Odd though it may seem to older readers, the Crown Prosecution Service now regards itself as a liberal organ of the state. This week it is making a great play of its success in deterring violence against women. Its lawyers brought 91,000 domestic violence prosecutions last year and secured 67,000 convictions. As I have mentioned in this space before, many criminologists believe that the willingness, not just of prosecutors and the police but of wider society, to take violence against women and children seriously explains the welcome fall in homicide rate.
Well it would, wouldn’t it. If fewer women are killed then the homicide rate will fall, unless killers decide to kill more men to make up the numbers, which seems unlikely. Plus taking violence against women and children seriously has the added advantage of taking violence against women and children seriously. It’s quite a good idea to take violence against all kinds of people seriously, just in case no kinds of people actually deserve to be the object of violence.
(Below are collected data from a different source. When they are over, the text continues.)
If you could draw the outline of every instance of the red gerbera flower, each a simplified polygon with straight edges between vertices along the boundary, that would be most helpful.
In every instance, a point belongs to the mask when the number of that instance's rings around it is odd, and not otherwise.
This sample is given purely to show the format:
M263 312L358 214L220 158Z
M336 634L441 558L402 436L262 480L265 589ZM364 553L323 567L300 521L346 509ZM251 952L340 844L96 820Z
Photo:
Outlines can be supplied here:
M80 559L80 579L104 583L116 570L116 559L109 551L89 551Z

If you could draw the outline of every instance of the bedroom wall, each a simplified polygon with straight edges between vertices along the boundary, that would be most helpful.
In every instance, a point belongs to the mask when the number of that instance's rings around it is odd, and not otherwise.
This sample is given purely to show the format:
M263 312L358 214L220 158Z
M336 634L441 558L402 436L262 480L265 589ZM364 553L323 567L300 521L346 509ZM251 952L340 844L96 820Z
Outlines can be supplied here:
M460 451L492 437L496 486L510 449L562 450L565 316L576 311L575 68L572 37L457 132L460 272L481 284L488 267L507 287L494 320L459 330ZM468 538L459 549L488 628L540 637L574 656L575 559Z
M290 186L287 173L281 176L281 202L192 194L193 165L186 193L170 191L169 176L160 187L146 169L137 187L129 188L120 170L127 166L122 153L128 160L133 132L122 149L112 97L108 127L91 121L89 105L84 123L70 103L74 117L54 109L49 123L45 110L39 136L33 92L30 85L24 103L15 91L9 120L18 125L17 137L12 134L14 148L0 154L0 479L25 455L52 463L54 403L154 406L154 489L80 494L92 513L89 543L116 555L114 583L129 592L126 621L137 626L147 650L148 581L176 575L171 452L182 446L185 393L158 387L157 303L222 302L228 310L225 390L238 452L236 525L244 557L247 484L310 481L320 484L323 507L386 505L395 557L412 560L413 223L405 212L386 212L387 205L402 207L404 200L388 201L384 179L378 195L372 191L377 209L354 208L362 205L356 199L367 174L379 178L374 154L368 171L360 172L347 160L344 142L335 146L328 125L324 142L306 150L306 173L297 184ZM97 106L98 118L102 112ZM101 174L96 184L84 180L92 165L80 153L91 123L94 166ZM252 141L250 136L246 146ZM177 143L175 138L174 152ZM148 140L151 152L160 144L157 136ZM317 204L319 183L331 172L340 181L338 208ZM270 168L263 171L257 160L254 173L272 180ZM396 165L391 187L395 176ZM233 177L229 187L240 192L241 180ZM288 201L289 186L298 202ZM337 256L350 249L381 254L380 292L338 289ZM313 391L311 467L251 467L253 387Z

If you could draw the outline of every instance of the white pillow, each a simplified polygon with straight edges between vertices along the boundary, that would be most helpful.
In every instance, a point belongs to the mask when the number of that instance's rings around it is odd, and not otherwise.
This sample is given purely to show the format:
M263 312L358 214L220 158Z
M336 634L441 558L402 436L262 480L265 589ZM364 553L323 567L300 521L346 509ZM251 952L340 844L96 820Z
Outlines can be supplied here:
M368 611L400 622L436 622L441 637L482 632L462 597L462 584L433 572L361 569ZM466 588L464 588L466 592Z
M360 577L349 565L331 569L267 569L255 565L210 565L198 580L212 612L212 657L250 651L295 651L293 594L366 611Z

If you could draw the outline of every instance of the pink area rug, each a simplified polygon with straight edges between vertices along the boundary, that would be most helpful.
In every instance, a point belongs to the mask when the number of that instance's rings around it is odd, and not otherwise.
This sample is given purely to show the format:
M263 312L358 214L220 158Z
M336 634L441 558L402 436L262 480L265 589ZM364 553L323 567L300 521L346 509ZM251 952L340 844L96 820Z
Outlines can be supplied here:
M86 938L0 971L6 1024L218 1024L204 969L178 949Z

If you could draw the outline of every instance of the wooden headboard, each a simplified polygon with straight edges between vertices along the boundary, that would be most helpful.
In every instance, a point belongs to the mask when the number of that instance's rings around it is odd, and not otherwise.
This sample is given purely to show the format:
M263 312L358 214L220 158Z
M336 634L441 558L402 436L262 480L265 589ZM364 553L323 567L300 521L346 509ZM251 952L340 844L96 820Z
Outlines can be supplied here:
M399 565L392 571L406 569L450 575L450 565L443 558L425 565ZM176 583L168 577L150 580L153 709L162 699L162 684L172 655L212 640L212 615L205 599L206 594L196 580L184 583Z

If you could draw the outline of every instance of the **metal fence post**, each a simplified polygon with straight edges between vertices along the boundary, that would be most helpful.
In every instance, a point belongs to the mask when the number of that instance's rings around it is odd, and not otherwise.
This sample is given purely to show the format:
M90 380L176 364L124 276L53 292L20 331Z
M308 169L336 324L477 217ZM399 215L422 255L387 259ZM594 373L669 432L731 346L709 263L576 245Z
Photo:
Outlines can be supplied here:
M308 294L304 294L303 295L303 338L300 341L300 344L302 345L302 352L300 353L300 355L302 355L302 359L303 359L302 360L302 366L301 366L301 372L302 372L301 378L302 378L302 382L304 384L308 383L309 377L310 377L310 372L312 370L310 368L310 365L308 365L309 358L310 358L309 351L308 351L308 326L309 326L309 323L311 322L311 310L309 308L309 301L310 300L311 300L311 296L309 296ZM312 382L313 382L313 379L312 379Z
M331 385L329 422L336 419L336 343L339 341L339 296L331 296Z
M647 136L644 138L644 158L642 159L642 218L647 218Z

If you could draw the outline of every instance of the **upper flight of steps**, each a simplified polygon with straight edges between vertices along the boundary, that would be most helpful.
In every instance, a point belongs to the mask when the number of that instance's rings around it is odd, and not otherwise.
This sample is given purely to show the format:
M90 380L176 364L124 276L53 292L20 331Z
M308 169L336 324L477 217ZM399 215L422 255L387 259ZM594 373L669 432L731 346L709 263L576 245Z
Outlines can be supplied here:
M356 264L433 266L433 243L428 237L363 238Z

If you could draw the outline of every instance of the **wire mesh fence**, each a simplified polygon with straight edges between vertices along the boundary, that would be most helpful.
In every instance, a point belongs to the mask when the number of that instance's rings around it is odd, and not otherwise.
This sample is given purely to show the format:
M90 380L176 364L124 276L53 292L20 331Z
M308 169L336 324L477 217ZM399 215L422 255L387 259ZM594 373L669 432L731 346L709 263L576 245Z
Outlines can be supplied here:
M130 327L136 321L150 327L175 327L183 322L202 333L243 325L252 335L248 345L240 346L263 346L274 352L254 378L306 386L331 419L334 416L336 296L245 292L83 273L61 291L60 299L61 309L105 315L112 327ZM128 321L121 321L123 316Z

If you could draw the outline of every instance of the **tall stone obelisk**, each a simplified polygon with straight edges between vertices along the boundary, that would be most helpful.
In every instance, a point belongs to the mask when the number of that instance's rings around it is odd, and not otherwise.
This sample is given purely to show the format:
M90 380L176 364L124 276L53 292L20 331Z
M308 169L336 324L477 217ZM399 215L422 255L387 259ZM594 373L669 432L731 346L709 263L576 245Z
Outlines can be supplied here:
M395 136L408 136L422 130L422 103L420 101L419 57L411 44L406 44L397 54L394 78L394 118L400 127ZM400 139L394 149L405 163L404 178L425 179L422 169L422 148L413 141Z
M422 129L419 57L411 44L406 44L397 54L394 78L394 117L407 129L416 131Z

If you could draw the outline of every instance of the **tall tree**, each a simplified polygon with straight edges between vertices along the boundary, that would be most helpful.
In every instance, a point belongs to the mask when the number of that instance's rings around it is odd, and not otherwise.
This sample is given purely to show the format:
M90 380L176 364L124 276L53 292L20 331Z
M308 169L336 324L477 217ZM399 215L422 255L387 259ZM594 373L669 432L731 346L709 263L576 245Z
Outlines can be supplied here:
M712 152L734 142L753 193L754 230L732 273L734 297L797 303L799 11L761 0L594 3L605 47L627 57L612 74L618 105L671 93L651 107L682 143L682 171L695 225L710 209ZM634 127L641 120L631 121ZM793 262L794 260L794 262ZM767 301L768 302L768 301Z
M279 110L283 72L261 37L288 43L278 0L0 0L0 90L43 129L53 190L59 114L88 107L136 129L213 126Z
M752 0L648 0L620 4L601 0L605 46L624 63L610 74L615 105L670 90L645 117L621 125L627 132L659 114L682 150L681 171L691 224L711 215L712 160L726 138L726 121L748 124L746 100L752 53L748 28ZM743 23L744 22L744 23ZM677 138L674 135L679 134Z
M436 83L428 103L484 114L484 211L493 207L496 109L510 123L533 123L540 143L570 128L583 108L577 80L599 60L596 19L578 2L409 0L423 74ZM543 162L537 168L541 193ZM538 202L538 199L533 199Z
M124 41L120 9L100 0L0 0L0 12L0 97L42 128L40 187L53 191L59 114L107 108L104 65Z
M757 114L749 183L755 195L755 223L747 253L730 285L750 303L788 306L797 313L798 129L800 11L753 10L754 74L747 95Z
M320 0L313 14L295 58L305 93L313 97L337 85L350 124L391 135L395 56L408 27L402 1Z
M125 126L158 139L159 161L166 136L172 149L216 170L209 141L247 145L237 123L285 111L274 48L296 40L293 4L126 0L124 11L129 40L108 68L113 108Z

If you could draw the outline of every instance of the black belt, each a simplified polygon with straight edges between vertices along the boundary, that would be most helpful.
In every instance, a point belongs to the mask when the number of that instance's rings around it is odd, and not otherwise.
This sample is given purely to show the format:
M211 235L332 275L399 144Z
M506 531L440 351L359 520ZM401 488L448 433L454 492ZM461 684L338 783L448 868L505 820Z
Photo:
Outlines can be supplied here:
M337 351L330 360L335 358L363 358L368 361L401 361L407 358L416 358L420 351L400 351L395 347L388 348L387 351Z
But anyway, despite this one bright spot, all is not well.
But officialdom’s concern for abused women is strictly colour coded. The CPS will defend women’s rights, but only the rights of white women. Girls with black or brown skins can go hang — or, rather go have their genitalia cut to pieces.
FGM, in other words. It’s not being seen as another form of violence against girls.
Britain made female genital mutilation a criminal offence in the 1980s. Later we said it was illegal for parents to take their children abroad for the ‘procedure’. Yet although thousands of British girls are the victims of wounding with intent, the CPS has not instigated one prosecution, let alone secured a conviction.
To his credit, I suppose, Scotland Yard’s specialist in child abuse cases Commander Simon Foy found the courage to speak in public. Unfortunately, his words were a disgrace. ‘I am not necessarily sure that the availability of a stronger sense of prosecution will change’ the incidence of FGM ‘for the better,’ he said. Is there any other law that Commander Foy and his superiors think it pointless to enforce? Do senior officers say that prosecuting burglars or rapists or murderers makes no difference? Or is it only in the case of the mutilation of girls from other cultures that the cops abandon their belief in the deterrent power of punishment?
Imitating the French by having medical staff check girls, would infringe the girls’ rights, Foy continued, as he used the language of human rights to justify his failure to uphold the rights of women and girls. In this instance, and in this instance only, the police not only believe that putting alleged criminals on trial is pointless, they add that investigating an alleged crime is a criminal act.
So much for taking violence against women and girls seriously.